Fabian dirigió al Duque de Tolondra a través de los estrechos pasillos de los interiores de la taberna y le indicó el camino a un pequeño aposento que se situaba en el primer piso del edificio, junto a la escalera.
-Sentaos por favor, dijo Fabián ofreciendo al Duque un pequeño taburete de madera y sacando una botella de la alacena. -¿Os apetece un vaso de vino?
-Veo que guardas para ti mismo tus mejores tesoros Fabián. Ese no es el vino que sirves a tus clientes, pero sí, acepto tu invitación.
-Un hombre humilde debe darse un capricho de vez en cuando ¿no os parece? respondió el tabernero, mientras con una sonrisa de satisfacción llenaba las copas y tomaba asiento en el taburete más próximo.
El duque de Tolondra alzó su copa invitando al brindis al acogedor y hospitalario tabernero y la vació de un solo trago. -Y ahora cuéntame esa historia Fabián, estoy intrigado.
-Os contaré lo que dice la leyenda Duque, en vos queda la decisión de creerla o no.

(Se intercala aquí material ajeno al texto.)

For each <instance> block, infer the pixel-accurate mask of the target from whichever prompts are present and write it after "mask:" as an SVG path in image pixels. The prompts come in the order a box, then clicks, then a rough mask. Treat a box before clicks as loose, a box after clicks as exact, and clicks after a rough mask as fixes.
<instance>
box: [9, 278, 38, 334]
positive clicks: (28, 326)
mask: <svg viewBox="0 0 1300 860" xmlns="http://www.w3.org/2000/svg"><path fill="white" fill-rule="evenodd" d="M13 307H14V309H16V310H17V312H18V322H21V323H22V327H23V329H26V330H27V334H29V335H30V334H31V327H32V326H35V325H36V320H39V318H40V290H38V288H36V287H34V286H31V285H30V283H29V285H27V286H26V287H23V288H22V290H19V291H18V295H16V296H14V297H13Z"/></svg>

El posadero comenzó a relatar:
«Se cuenta que hace mas de mil años, en una remota región del Norte, gobernaba un magnánimo rey llamado Gundar. Era un rey amado por sus súbditos, debido a que en su reino la justicia y generosidad que mostraba llegaba a todos, desde los más humildes labriegos hasta los más altos representantes de la nobleza. Rodeada de altas montañas y a salvo de los ataques de otros reinos la Fortaleza de la Cumbre, lugar donde vivían el rey y la corte, era un lugar seguro y la vida transcurría plácidamente para los habitantes del lugar. El rey Gundar estaba felizmente casado con su esposa Margheritte, quien le había dado dos hijos, Froilo y Dabon, que en aquel instante eran niños aún.

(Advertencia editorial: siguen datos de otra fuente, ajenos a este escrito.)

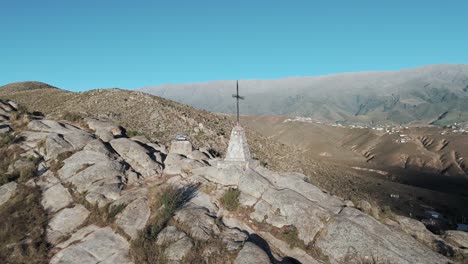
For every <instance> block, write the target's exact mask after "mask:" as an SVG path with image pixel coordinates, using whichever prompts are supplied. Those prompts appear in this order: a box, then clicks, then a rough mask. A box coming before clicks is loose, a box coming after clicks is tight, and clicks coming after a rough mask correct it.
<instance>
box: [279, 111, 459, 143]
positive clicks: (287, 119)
mask: <svg viewBox="0 0 468 264" xmlns="http://www.w3.org/2000/svg"><path fill="white" fill-rule="evenodd" d="M283 122H284V123H287V122H303V123H313V124H323V125H327V126H332V127H342V128H351V129H372V130H375V131H379V132H382V133H385V134H389V135H393V134H397V135H399V138H397V139H395V141H396V142H397V143H407V142H410V141H411V137H410V136H408V135H407V134H405V133H404V131H405V130H407V129H409V128H410V127H409V126H401V125H389V124H387V125H370V124H346V123H342V122H336V123H327V122H322V121H317V120H314V119H312V118H310V117H301V116H297V117H295V118H288V119H285V120H284V121H283ZM412 127H418V126H412ZM441 130H442V131H441V132H440V134H441V135H449V134H466V135H468V122H464V123H453V124H451V125H447V126H444V127H442V128H441Z"/></svg>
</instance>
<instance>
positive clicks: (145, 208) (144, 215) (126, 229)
mask: <svg viewBox="0 0 468 264" xmlns="http://www.w3.org/2000/svg"><path fill="white" fill-rule="evenodd" d="M150 214H151V210H150V208H149V204H148V199H146V198H139V199H136V200H134V201H133V202H131V203H130V204H128V205H127V206H126V207H125V209H124V210H123V211H122V212H121V213H120V214H118V215H117V218H116V220H115V223H116V224H117V225H118V226H120V227H121V228H122V229H123V230H124V231H125V233H127V234H128V235H129V236H130V237H131V238H132V239H135V238H137V236H138V231H140V230H142V229H143V228H144V227H145V226H146V222H147V221H148V218H149V217H150Z"/></svg>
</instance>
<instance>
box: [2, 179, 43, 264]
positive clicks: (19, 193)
mask: <svg viewBox="0 0 468 264" xmlns="http://www.w3.org/2000/svg"><path fill="white" fill-rule="evenodd" d="M0 219H2V221H0V263H48V258H47V254H48V245H47V243H46V240H45V230H46V227H47V214H46V212H45V210H44V209H43V208H42V206H41V191H40V190H39V189H37V188H29V187H23V186H21V187H20V188H19V190H18V192H17V194H16V195H15V196H13V197H12V198H10V200H9V201H7V202H6V203H5V204H3V205H2V206H1V207H0ZM7 245H8V246H7Z"/></svg>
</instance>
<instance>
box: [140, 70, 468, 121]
mask: <svg viewBox="0 0 468 264" xmlns="http://www.w3.org/2000/svg"><path fill="white" fill-rule="evenodd" d="M239 85H240V93H241V94H242V95H245V96H246V100H245V101H243V102H242V104H241V114H247V115H288V116H306V117H312V118H314V119H317V120H322V121H327V122H337V121H341V122H352V123H365V124H372V123H405V124H406V123H420V124H421V123H422V124H429V123H433V124H439V125H445V124H450V123H453V122H461V121H467V120H468V65H467V64H459V65H430V66H424V67H418V68H413V69H407V70H401V71H384V72H361V73H344V74H334V75H326V76H318V77H292V78H284V79H276V80H240V81H239ZM139 90H140V91H142V92H146V93H149V94H153V95H157V96H161V97H164V98H167V99H170V100H174V101H177V102H181V103H184V104H188V105H191V106H194V107H196V108H201V109H205V110H208V111H213V112H222V113H234V111H235V103H234V101H233V100H232V98H231V94H232V93H233V92H235V81H234V80H230V81H213V82H205V83H188V84H168V85H163V86H158V87H144V88H141V89H139Z"/></svg>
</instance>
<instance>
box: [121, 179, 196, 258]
mask: <svg viewBox="0 0 468 264" xmlns="http://www.w3.org/2000/svg"><path fill="white" fill-rule="evenodd" d="M194 191H196V189H194V188H193V187H188V188H181V189H176V188H174V187H167V188H165V189H163V190H161V191H160V192H157V197H156V199H155V202H154V204H152V207H153V208H152V211H153V212H154V215H153V216H152V217H151V218H150V220H149V221H148V224H147V226H146V228H145V229H144V230H142V231H140V233H139V235H138V237H137V238H136V239H135V240H134V241H132V244H131V250H130V252H131V255H132V256H133V260H134V262H135V263H137V264H139V263H166V261H167V260H166V259H165V257H164V254H163V252H164V248H161V247H157V246H156V243H155V241H156V238H157V236H158V234H159V233H160V232H161V230H163V229H164V228H165V227H166V226H167V223H168V222H169V221H170V220H171V218H172V216H173V215H174V214H175V213H176V211H177V210H178V209H180V208H181V207H182V206H183V205H184V204H185V203H186V202H187V201H188V200H190V199H191V197H192V195H193V193H194Z"/></svg>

Una noche, inesperadamente, la fortaleza se vio atacada por un enemigo desconocido. Gritos desesperados procedentes tanto de la aldea como del interior de la fortaleza quebraron la paz reinante. Uno de los soldados irrumpió en los aposentos privados de la familia Real dando la voz de alarma. Tras ponerse su armadura, el rey encargó a la guardia poner a salvo a su familia y subió a las almenas con el propósito de enfrentarse a los desconocidos atacantes. Lo que allí descubrió fue terrible, decenas de dragones atacaban la fortaleza y las aldeas que la circundaban escupiendo un líquido inflamable que se convertía en fuego al impactar en cualquier cosa que tocara, lo mismo daba si era un soldado, un niño o el mismísimo Rey…»
El Duque de Picaflor escuchaba el relato con los ojos abiertos como platos sin perderse un solo detalle.
-¿Y qué aspecto tenían esos dragones? preguntó intrigado.
-Sus cuerpos eran negros como la muerte y estaban recubiertos de escamas, sus grandes ojos de serpiente eran de un color rojo fuego, sus garras eran capaces de destripar un oso de un solo zarpazo y sus alas como las de un murciélago. Sus movimientos, rápidos como los de una víbora, y su aliento apestoso como el de una de mis camareras.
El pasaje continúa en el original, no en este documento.